Weak, slender blades of tender green,
With little fragrance, little sheen,
What maketh ye so dear to all?
Nor bud, nor flower, nor fruit have ye,
So tiny, it can only be
'Mongst fairies ye are counted tall.
No beauty is in this,--ah, yea,
E'en as I gaze on you today,
Your hue and fragrance bear me back
Into the green, wide fields of old,
With clear, blue air, and manifold
Bright buds and flowers in blossoming track.
All bent one way like flickering flame,
Each blade caught sunlight as it came,
Then rising, saddened into shade;
A changeful, wavy, harmless sea,
Whose billows none could bitterly
Reproach with wrecks that they had made.
No gold ever was buried there
More rich, more precious, or more fair
Than buttercups with yellow gloss.
No ships of mighty forest trees
E'er foundered in these guiltless seas
Of grassy waves and tender moss.
Ah, no! no! not guiltless still,
Green waves on meadow and on hill,
Not wholly innocent are ye;
For what dead hopes and loves, what graves,
Lie underneath your placid waves,
While breezes kiss them lovingly!
Calm sleepers with sealed eyes lie there;
They see not, neither feel nor care
If over them the grass be green.
And some sleep here who ne'er knew rest,
Until the grass grew o'er their breast,
And stilled the aching pain within.
Not all the sorrow man hath known,
Not all the evil he hath done,
Have ever cast thereon a stain.
It groweth green and fresh and light,
As in the olden garden bright,
Beneath the feet of Eve and Cain.
It flutters, bows, and bends, and quivers,
And creeps through forests and by rivers,
Each blade with dewy brightness wet,
So soft, so quiet, and so fair,
We almost dream of sleeping there,
Without or sorrow or regret.
Emma Lazarus (1867, 1871)
Emma Lazarus, daughter of Moses and Esther Lazarus, was born in New York City on 22 July 1849, of Portuguese Jewish descent.
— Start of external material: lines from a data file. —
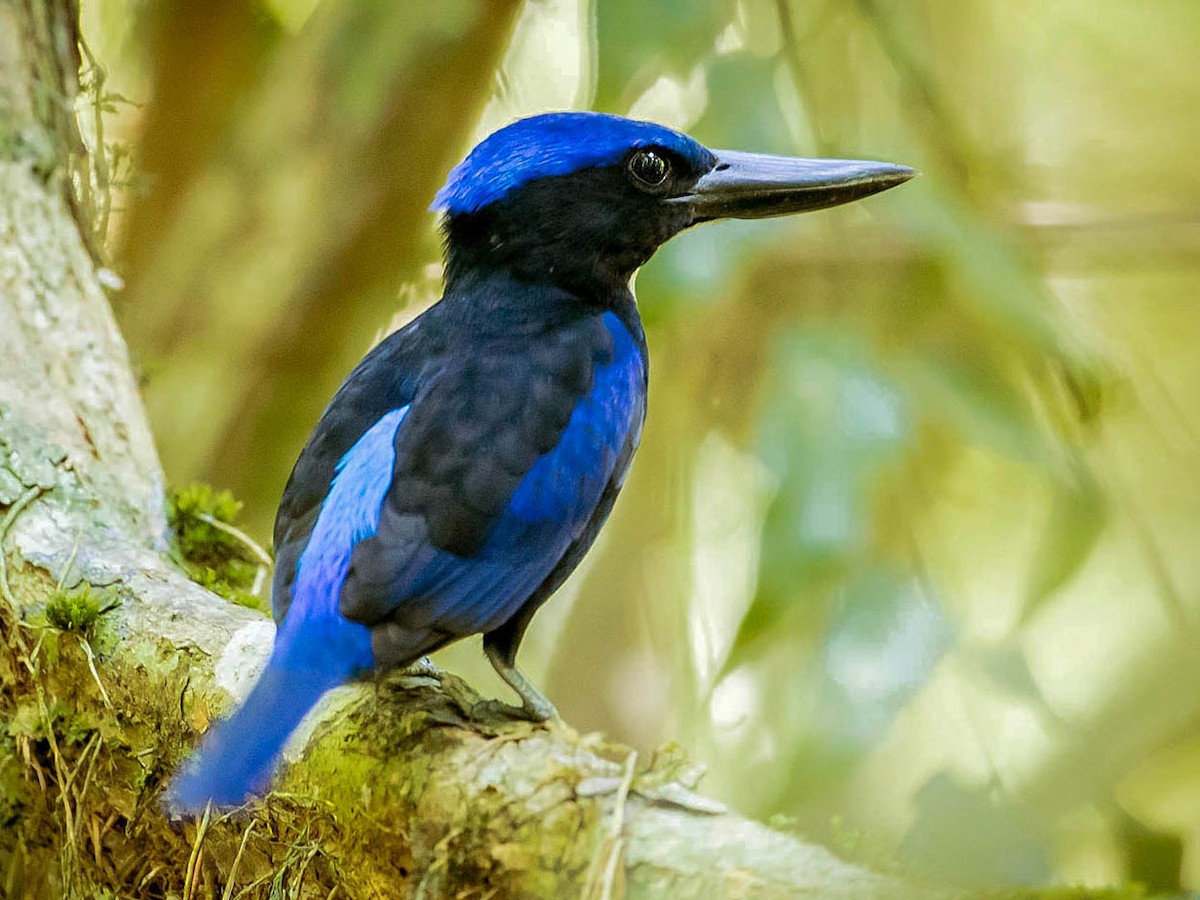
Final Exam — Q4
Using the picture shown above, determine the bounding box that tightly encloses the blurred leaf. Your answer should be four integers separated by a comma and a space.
900, 348, 1052, 464
823, 569, 953, 752
904, 772, 1050, 886
595, 0, 737, 113
727, 329, 910, 667
1021, 464, 1108, 624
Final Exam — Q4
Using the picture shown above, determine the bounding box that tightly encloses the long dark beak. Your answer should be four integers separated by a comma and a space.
671, 150, 917, 222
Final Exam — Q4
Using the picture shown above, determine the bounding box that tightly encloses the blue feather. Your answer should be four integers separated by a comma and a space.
167, 407, 408, 812
430, 113, 716, 215
364, 313, 646, 635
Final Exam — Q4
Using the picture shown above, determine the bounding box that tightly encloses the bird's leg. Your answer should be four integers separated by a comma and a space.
400, 656, 442, 678
484, 635, 562, 722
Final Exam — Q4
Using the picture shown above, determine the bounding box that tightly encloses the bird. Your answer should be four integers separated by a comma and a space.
167, 112, 914, 812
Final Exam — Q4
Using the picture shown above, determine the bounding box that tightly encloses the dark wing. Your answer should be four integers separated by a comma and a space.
271, 319, 445, 622
340, 314, 644, 666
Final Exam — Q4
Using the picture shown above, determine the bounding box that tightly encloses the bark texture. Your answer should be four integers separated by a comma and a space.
0, 0, 936, 898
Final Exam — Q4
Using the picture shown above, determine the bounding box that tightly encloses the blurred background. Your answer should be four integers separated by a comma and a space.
80, 0, 1200, 890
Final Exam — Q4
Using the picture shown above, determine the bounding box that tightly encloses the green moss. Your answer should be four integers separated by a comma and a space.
167, 484, 268, 612
46, 582, 118, 637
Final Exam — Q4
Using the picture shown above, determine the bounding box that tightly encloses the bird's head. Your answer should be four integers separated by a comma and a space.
432, 113, 914, 292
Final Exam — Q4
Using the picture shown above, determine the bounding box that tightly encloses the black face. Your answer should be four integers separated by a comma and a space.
445, 145, 916, 298
445, 146, 716, 300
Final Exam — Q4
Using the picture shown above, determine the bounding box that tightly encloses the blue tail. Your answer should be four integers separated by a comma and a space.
166, 649, 349, 812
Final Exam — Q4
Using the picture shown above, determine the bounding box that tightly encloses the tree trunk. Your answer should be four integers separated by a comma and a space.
0, 0, 936, 898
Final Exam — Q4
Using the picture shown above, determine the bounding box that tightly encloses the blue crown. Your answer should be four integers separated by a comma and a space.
430, 113, 714, 216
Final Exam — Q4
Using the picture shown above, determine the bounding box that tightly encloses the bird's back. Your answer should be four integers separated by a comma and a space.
275, 281, 646, 668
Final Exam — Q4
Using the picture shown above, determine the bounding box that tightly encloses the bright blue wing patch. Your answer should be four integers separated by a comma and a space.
276, 407, 408, 672
367, 313, 646, 635
430, 113, 714, 215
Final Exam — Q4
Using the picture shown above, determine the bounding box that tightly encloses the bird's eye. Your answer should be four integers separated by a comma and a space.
629, 150, 671, 187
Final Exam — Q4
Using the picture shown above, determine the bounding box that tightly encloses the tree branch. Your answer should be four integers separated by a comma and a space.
0, 0, 936, 898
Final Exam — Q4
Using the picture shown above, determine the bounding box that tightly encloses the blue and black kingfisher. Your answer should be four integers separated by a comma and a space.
169, 113, 913, 810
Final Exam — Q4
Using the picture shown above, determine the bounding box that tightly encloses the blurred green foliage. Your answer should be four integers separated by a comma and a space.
84, 0, 1200, 890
Privately tutored, she began writing at age fourteen and at seventeen printed and circulated her Poems and Translations (1867). Emerson read this work and appointed himself her mentor, encouraging her to look to nature. Her poems "Links" and "On a Tuft of Grass" indicate that she followed his advice. She dedicated some of her poems to him.